Wednesday, November 4, 2015

At the Fish Market

In many ways, the three of us vacationing together is easier and more fun (even more fun :) than Bowie and me on our own. The responsibility is divided, and so risk tolerance increases, as does our mobility and physical prowess. Dave's been carrying Bowie in the baby carrier, but even when he's not, we're able to pick up the baby and the stroller separately and so manage shortcuts to subway and stores. Tokyo subway seems fully handicapped accessible, but the elevators are not always in the most obvious locations.

Each day, as we understand each other's needs better and grow more accustomed to the patterns of life in Tokyo, we're able to stray further from the apartment, to see and experience more neighborhoods and attractions. Olga eats a substantial breakfast in the morning. Dave wants his coffee in the afternoon. Bowie must nap and crawl. It sometimes rains in Tokyo--coming from San Francisco in the middle of a prolonged drought, we forget what that's like. Bicyclists here ride on sidewalks (we see lots of moms on bicycles with one child seated in front and one in back). Pedestrians seem to obey automobile traffic patterns and walk on the left side of the sidewalk, making window-shopping a bit tricky. Stations in the subway are marked differently--on some, arrows for walking point to the right side, on others, to the left. People who wish to stand on escalators and moving sidewalks stand on the left side; those who want to walk, do so on the right. Those who want to walk fast make a weird zigzag between the first and the second.

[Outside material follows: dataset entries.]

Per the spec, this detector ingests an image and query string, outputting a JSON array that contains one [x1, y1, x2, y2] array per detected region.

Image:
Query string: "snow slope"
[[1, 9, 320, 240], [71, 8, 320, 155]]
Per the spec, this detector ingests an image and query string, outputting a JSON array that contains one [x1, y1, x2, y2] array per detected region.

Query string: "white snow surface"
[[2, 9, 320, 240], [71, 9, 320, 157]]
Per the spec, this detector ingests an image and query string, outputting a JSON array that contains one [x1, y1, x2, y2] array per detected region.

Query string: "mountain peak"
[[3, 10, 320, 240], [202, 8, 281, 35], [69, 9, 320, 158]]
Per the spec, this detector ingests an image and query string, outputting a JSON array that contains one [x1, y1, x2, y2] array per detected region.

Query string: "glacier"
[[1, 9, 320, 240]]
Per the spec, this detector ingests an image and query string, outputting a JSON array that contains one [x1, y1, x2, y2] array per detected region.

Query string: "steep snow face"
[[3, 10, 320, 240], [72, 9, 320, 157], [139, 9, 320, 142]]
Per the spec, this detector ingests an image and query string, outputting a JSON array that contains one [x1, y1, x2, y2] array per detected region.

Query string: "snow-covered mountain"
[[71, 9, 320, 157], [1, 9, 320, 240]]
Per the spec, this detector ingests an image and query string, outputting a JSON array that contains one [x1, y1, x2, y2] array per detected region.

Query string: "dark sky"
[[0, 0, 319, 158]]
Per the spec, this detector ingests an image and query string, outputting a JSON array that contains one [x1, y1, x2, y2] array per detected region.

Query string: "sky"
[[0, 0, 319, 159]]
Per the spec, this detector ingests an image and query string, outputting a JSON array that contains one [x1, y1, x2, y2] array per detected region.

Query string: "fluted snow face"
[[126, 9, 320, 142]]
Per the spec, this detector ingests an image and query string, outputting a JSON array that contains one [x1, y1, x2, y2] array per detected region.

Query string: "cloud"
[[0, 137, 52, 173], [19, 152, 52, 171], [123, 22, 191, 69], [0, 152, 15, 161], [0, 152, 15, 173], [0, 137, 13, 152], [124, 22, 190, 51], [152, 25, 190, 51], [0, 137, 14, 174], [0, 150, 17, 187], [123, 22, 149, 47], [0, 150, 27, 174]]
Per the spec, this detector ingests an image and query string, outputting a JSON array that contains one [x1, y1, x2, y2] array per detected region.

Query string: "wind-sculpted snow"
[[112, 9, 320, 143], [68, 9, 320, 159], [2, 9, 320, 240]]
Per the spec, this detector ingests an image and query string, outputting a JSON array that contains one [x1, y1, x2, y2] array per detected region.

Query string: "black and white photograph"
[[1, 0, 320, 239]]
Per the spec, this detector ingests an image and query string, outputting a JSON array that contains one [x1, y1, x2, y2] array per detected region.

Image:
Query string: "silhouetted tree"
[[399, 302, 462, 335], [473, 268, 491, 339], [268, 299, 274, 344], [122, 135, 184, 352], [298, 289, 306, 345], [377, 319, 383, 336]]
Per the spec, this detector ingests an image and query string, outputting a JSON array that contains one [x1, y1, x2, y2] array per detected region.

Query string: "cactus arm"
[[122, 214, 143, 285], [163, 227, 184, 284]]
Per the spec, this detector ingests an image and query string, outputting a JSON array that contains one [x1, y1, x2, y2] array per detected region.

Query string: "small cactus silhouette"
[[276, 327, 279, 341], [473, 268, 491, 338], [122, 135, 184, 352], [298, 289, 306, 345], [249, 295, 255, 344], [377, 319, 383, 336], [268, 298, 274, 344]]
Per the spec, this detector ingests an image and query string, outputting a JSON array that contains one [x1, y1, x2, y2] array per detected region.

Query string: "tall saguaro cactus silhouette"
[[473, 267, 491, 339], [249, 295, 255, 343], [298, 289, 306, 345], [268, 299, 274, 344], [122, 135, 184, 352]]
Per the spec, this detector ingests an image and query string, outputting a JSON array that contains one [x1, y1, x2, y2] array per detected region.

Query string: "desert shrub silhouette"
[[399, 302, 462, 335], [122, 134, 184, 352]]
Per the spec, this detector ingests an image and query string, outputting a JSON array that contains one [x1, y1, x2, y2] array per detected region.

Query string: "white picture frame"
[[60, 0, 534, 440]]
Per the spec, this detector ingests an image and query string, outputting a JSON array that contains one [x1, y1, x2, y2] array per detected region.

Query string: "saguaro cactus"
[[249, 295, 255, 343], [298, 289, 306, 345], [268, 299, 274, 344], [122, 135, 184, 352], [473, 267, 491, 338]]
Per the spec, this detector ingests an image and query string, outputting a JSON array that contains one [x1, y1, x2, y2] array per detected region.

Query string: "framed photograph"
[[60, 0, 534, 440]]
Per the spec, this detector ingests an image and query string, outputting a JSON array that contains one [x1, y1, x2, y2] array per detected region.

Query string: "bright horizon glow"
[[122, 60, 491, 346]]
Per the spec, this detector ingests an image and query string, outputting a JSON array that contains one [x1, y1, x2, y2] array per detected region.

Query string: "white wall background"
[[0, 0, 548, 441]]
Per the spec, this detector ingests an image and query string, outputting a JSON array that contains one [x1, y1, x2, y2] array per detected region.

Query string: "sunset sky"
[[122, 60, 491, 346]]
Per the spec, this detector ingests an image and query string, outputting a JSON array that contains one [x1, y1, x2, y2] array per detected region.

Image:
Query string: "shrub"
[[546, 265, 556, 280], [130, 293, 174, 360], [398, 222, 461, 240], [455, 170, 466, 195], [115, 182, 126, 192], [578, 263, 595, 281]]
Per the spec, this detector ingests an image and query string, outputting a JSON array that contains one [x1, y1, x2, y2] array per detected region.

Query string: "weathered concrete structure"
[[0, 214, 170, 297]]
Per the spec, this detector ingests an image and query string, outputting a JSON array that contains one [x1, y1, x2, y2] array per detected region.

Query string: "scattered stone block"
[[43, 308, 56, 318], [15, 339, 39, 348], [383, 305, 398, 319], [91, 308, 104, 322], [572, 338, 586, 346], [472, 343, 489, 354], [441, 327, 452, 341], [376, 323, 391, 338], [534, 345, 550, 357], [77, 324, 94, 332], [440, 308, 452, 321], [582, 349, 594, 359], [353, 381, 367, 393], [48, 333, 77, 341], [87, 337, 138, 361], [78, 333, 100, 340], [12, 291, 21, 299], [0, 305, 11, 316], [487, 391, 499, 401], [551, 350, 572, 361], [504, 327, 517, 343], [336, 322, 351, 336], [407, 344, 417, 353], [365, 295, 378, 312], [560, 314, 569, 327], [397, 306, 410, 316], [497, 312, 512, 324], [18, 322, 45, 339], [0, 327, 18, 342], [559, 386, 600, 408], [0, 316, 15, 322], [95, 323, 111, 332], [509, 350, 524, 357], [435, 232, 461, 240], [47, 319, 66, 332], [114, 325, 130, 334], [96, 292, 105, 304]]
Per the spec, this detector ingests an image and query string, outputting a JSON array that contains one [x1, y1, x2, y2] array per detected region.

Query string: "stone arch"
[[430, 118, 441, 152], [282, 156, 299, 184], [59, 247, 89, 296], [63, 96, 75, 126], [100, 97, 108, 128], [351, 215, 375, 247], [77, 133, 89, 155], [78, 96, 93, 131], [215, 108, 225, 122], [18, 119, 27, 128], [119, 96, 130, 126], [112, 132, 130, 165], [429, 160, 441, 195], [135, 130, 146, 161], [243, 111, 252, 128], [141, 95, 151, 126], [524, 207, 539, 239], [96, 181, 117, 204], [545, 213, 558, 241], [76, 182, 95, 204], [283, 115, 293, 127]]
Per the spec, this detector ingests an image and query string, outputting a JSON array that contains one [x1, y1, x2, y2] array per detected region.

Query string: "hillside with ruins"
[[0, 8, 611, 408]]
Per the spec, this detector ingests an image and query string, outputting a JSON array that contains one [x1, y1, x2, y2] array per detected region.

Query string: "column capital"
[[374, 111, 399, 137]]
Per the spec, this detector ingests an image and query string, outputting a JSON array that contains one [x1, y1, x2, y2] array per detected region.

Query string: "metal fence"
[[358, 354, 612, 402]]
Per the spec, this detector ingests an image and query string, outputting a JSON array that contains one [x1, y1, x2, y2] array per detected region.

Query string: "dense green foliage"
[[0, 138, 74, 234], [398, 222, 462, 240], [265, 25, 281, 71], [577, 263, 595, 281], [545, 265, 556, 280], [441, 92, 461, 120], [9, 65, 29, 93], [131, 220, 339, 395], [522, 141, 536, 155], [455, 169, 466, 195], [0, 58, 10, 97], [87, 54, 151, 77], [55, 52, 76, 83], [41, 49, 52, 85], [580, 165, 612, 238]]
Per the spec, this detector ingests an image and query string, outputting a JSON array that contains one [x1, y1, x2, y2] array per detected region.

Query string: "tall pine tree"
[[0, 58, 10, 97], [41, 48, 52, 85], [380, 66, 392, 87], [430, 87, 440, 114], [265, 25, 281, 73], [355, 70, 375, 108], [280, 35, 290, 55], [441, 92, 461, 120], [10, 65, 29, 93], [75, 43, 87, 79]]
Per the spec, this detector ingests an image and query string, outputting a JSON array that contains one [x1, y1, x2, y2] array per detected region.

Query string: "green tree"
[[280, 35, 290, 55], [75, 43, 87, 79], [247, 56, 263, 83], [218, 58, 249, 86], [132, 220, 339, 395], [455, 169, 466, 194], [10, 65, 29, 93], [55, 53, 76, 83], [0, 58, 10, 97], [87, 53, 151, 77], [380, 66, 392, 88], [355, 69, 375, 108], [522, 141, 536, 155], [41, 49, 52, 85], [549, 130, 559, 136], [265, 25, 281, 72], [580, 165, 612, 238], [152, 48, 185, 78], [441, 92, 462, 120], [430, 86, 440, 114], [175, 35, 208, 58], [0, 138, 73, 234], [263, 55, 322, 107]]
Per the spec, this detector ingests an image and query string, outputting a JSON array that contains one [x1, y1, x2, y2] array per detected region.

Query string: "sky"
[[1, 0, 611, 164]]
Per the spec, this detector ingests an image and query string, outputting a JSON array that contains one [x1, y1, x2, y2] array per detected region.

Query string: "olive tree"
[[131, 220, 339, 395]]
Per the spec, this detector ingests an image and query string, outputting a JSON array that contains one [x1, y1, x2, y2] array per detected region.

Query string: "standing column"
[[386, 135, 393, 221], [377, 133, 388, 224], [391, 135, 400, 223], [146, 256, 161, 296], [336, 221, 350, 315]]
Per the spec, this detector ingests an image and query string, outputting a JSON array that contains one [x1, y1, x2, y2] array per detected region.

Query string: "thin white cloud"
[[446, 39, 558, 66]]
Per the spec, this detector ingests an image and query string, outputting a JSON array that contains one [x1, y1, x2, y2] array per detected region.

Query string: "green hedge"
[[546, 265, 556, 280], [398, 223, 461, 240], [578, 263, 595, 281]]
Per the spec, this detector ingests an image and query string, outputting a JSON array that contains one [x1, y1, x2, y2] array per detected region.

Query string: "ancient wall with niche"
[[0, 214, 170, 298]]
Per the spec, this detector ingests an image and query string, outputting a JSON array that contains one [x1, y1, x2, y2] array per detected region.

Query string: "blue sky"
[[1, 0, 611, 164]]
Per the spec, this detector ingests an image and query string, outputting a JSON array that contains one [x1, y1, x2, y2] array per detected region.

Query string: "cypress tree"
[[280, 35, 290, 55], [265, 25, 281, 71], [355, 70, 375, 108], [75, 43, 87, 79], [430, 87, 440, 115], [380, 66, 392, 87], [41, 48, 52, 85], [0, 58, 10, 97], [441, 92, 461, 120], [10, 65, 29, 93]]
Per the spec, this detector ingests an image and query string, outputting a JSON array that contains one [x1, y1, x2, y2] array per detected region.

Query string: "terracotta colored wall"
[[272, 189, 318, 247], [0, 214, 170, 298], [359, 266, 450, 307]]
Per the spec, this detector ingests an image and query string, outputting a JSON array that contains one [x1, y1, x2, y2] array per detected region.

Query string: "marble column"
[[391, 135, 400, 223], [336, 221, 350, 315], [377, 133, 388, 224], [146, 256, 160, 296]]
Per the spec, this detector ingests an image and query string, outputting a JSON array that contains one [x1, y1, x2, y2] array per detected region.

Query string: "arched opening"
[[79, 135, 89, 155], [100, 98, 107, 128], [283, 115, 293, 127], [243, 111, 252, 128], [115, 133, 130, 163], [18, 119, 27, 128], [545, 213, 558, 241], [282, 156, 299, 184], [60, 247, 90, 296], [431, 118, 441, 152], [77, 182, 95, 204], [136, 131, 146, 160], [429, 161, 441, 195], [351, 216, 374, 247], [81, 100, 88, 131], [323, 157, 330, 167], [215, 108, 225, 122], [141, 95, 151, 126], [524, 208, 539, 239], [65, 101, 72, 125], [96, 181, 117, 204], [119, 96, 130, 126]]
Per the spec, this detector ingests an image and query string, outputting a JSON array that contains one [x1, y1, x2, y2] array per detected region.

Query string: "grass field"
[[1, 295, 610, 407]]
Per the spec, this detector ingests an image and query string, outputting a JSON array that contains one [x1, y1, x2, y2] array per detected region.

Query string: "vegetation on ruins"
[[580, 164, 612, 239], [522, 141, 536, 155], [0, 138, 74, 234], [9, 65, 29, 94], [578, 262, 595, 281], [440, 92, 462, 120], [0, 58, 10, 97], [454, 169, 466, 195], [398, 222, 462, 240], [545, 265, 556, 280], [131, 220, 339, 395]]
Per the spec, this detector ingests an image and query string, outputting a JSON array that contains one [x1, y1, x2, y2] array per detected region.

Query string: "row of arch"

We've made it to two major tourist attractions so far, the Sensō-ji temple in Asakusa and, this morning, to the Fish Market. Ok, we may have only barely stepped inside the actual wholesale fish market and spent most of our time meandering the entertaining foodie stalls in the outside market area, but we did see a lot of dead fish being chopped to pieces. This is sort of the opposite of what our diving and snorkeling excursions have been about, and so we weren't hugely comfortable on the premises. That didn't prevent us from eating sashimi for brunch (the freshest, most fragrant and finely textured fish I've had anywhere). Of the three of us, Bowie held the moral line the firmest: he refused to have any fish and stuck to the noodle-like shredded radish.

Bowie's been eating noodles almost exclusively this week and breastfeeding lots. As we're approaching his one year birthday and he shows no signs of being ready to wean himself off breast milk, I'm considering my options., the website I've been using to answer my breastfeeding questions, suggests that children naturally self-wean somewhere between two and seven years of age, and that health benefits of breastfeeding do not have an expiry date. I'd love to give Bowie the option to wean himself, though I'm not sure I'm prepared to wait seven (or even two) years for him to do so.

Being on the road, if anything, has definitely strengthened our breastfeeding bond--he's been nursing for comfort in unusual places and situations, asking for the breast almost as often as he did as a newborn, every hour or two. Our Tokyo efficiency apartment comes with a full-sized crib and most nights I put him in it. But his sleep is very restless. He's teething continuously (his bottom canines are out now; we're waiting on the last set of molars), and cries out in pain in his sleep, then wakes himself up. So I take him into bed with Dave and me, which means he's nursing throughout the night. He's a strongly attached baby, and I'm starting to worry now about how these patterns will have to adjust when we get back home and I return to work. I nearly cried of joy today at the fish market when Bowie picked off a strawberry from a mochi custard dessert Dave and I shared and little by little munched all of it (he tried the mochi too, but didn't go past one bite). A child could probably survive on noodles and strawberries, right? Right.

On to the Tokyo Dome for the afternoon's adventure. It's a notable concert hall venue (the Beatles played at the Dome two years after it opened, and George Harrison recorded Live in Japan here) and an amusement park. We hear there's an awesome indoor playground there, and we can all ride the carousel too.
In the alleys outside the fish market

Chopsticks are the best part of what you call dining


  1. Thanks so much for sharing your travels! I love reading about your experiences traveling as a family. Your bravery with Bowie is encouraging me to take Zeke & Ella somewhere:) Ella asked me the other day why doesn't she have a passport? ;)

    1. Sara, thanks for reading and for the sweet comment. This means a lot. I feel super lucky that we avoided illness during this trip. The possibility of disease terrified me the most!